Monty Ott
Monty Ott ist Politik- und Religionswissenschaftler und forscht zu queer-jüdischer Theologie. Er schreibt Artikel zu tagespolitischen Themen, zum Beispiel in der taz, der ZEIT, der Jüdischen Allgemeinen, der Berliner Zeitung oder der WELT, in denen er explizit Position zu Antisemitismus, Erinnerungskultur und Queerness bezieht. Seit über einem Jahrzehnt engagiert sich Ott in der antisemitismuskritischen Bildungsarbeit. Von 2018 bis 2021 war er zudem Gründungsvorsitzender von Keshet Deutschland e. V. – der jungen Initiative von jüdischen Queers und Friends/Allies. Monty Ott ist politischer Schriftsteller. 2022 belegte er beim Schreibwettbewerb „L’Chaim: Schreib zum jüdischen Leben in Deutschland!“ mit Ruben Gerczikow und dem Text „Hat Halle uns verändert? Ein Manifest mutiger, widerständiger Jüdischkeit“ den vierten Platz. Anfang 2023 ist sein gemeinsam mit Ruben Gerczikow verfasster Reportageband „‚Wir lassen uns nicht unterkriegen‘ – Junge jüdische Politik in Deutschland“ erschienen.
In deinem mit Ruben Gerczikow verfassten Reportagenband „‚Wir lassen uns nicht unterkriegen‘ – Junge jüdische Politik in Deutschland“ kommen junge jüdische und politische Stimmen zu Wort. Was hat dich persönlich beeindruckt?

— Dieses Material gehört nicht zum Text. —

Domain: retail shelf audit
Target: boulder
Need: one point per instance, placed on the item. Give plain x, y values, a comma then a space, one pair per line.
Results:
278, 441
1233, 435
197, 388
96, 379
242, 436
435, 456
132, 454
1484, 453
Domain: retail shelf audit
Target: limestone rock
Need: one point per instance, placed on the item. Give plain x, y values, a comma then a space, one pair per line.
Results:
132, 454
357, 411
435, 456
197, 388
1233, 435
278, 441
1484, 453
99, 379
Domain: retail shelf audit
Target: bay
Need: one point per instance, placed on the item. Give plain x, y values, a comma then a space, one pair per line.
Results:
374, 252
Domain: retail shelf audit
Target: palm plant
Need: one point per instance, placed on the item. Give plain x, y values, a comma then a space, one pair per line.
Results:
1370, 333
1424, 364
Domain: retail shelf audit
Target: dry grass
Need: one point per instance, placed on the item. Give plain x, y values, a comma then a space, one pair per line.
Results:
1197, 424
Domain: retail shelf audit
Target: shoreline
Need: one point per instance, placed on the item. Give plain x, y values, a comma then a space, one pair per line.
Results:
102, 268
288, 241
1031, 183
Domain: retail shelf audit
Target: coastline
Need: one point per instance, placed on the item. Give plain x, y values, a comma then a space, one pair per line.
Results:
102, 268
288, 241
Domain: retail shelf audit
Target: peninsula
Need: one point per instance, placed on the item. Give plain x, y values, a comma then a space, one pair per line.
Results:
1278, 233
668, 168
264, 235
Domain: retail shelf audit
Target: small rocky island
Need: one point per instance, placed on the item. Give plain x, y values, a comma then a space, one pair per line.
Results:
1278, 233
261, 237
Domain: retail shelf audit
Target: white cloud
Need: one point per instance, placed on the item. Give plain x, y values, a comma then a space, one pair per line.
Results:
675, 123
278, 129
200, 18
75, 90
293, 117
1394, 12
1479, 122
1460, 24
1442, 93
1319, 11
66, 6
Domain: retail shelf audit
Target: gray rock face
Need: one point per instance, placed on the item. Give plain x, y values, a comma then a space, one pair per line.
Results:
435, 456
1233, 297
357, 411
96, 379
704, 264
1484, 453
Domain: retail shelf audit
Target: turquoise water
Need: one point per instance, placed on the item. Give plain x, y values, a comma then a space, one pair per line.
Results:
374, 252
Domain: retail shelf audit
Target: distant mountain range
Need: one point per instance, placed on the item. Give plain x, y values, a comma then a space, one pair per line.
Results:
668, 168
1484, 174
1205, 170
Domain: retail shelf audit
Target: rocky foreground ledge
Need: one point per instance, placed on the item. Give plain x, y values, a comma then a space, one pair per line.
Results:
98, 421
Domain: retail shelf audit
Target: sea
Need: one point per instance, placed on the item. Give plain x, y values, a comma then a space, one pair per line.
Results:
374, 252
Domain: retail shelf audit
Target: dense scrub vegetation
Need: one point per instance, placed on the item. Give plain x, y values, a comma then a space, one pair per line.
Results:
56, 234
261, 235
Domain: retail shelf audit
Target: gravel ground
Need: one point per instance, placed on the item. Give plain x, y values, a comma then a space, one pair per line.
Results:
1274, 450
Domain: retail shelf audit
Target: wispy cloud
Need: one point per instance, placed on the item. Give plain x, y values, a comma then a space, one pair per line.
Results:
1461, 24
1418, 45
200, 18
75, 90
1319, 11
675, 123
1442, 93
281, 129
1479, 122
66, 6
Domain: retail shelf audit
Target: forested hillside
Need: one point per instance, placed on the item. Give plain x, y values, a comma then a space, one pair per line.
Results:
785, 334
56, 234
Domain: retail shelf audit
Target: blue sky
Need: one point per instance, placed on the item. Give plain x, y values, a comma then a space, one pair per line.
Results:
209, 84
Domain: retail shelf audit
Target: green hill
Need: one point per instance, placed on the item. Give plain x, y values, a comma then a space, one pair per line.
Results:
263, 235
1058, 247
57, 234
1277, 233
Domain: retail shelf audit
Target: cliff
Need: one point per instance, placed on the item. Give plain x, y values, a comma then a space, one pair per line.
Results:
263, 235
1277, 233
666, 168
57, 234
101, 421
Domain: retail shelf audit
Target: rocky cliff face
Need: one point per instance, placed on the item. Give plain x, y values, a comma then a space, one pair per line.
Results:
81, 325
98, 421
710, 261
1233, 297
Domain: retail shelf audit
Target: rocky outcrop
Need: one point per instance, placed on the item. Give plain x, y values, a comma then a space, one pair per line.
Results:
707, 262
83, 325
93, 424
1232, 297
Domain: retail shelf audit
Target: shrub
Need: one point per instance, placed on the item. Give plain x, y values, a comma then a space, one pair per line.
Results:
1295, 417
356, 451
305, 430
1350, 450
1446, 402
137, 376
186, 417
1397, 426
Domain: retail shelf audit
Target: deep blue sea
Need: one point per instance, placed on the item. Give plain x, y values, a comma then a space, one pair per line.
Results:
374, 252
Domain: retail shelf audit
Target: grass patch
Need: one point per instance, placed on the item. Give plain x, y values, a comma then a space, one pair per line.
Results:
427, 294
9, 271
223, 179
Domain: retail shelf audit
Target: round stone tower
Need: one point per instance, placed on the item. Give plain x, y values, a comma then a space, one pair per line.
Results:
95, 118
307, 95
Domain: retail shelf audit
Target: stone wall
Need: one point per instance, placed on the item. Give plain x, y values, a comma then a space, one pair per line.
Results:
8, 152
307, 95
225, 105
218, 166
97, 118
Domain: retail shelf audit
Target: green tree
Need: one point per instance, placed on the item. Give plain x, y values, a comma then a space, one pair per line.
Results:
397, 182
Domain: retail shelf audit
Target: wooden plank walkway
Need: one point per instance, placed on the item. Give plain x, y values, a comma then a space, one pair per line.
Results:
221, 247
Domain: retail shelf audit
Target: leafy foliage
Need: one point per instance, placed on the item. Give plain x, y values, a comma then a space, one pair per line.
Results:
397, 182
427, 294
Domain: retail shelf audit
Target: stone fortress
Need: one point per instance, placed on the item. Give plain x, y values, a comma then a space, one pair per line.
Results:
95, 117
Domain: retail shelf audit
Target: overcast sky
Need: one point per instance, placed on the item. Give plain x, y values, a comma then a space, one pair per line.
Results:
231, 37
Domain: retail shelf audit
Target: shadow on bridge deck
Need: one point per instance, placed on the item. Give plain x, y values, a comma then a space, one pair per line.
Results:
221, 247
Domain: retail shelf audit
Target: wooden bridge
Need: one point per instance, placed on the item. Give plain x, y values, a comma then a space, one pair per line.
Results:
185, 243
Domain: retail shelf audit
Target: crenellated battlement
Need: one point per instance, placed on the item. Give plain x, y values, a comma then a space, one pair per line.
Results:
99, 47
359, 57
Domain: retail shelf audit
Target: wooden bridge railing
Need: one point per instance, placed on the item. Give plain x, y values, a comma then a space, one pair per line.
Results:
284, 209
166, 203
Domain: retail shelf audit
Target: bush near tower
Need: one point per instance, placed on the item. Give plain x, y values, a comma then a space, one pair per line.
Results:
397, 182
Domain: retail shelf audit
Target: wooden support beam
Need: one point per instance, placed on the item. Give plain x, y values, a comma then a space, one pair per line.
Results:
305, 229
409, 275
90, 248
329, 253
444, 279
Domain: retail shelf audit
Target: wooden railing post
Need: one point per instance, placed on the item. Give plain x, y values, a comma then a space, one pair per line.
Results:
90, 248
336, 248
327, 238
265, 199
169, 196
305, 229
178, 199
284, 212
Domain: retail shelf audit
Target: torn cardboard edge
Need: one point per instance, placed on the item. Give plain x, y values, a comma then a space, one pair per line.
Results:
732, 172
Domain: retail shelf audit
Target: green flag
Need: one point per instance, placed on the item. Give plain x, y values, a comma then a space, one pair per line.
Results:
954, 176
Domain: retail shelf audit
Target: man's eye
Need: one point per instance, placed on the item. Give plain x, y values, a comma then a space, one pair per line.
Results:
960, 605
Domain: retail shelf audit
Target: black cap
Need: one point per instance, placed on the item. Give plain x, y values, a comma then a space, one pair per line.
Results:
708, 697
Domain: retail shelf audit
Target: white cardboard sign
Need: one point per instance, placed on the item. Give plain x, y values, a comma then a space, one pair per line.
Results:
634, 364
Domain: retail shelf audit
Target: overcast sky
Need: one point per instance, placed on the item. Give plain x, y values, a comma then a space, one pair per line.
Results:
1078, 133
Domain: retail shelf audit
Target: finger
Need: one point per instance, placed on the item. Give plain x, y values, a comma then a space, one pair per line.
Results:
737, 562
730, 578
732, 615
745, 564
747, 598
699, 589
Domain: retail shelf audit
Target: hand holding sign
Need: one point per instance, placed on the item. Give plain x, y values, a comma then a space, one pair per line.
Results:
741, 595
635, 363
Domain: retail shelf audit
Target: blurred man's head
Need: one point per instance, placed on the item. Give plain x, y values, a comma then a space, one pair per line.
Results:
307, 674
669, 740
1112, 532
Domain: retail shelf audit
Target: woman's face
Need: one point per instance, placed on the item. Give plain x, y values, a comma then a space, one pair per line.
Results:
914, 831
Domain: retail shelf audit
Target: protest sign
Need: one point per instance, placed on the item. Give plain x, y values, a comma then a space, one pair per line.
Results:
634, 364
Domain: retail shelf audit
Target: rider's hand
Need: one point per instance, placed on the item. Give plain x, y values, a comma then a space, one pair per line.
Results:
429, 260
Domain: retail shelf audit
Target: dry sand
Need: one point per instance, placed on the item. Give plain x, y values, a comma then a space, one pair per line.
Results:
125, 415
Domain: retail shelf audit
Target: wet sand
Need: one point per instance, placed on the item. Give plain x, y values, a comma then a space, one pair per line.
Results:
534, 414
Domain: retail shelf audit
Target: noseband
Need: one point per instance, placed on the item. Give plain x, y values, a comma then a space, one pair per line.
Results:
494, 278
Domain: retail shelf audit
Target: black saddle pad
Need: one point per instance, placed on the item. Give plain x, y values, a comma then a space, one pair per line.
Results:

Das Engagement, das Durchhaltevermögen, die Kreativität und die Pluralität – anders, als es sich die nichtjüdische Mehrheitsgesellschaft oft vorstellt, gibt es viele mutige junge jüdische Stimmen, die etwas verändern wollen und es auch tun. Sie kämpfen oft gegen harte Widerstände und verfestige Narrative an, sie kämpfen um individuelle Sichtbarkeit als Menschen und nicht bloß als „Stellvertreter einer Gattung“. Wichtig zu erwähnen ist jedoch, dass wir keine Enzyklopädie jungen jüdischen politischen Engagements geschrieben haben. Wir haben nichts Vollumfängliches oder Repräsentatives schreiben wollen, sondern ein gutes Buch, das man gerne liest. Wir wollten eine Plattform anbieten, auf der sich diese Menschen selbst darstellen können, ohne dabei uns all ihre Positionen zu eigen zu machen. Mein Co-Autor Ruben Gerczikow und ich haben darüber geschrieben, dass es zu oft eine Erwartungshaltung gegenüber Jüdinnen*Juden gibt. Wir sollen uns so darstellen, „wie wir uns selbst nicht sehen. Wir sollen ‚generisch jüdisch‘ sein, ohne Widersprüche und Brüche“, wie wir in unserem Buch schreiben. Und genau gegen diese Denkgewohnheiten begehren seit jeher junge Jüdinnen*Juden auf. Wir haben so viele selbstbewusste junge jüdische Stimmen in der Öffentlichkeit wie nie zuvor. Eine gute Freundin sprach mal über die schmerzhafte Leere, die in den vergangenen Jahrzehnten existierte. Die existierte, weil es kaum noch junge Jüdinnen*Juden gab, die hätten in die Öffentlichkeit treten können. Davon war ihre Generation geprägt. Heute ist das anders. Aber auch diese Entwicklung ist dynamisch und wir wissen noch nicht, wo sie uns hinführt. Was aber klar sein sollte:
Die überwiegende Mehrheit der jüdischen Communities besteht aus jüdischen Zuwandernden, die seit 1990 nach Deutschland aus den ehemaligen Ländern der Sowjetunion eingewandert sind und deren Nachfahren. Das bildet sich ebenso wenig medial ab. Gleichermaßen sind nur die wenigsten Jüdinnen*Juden überhaupt dazu bereit, in die Öffentlichkeit zu treten. Denn das Licht der Öffentlichkeit ist nicht immer wärmend.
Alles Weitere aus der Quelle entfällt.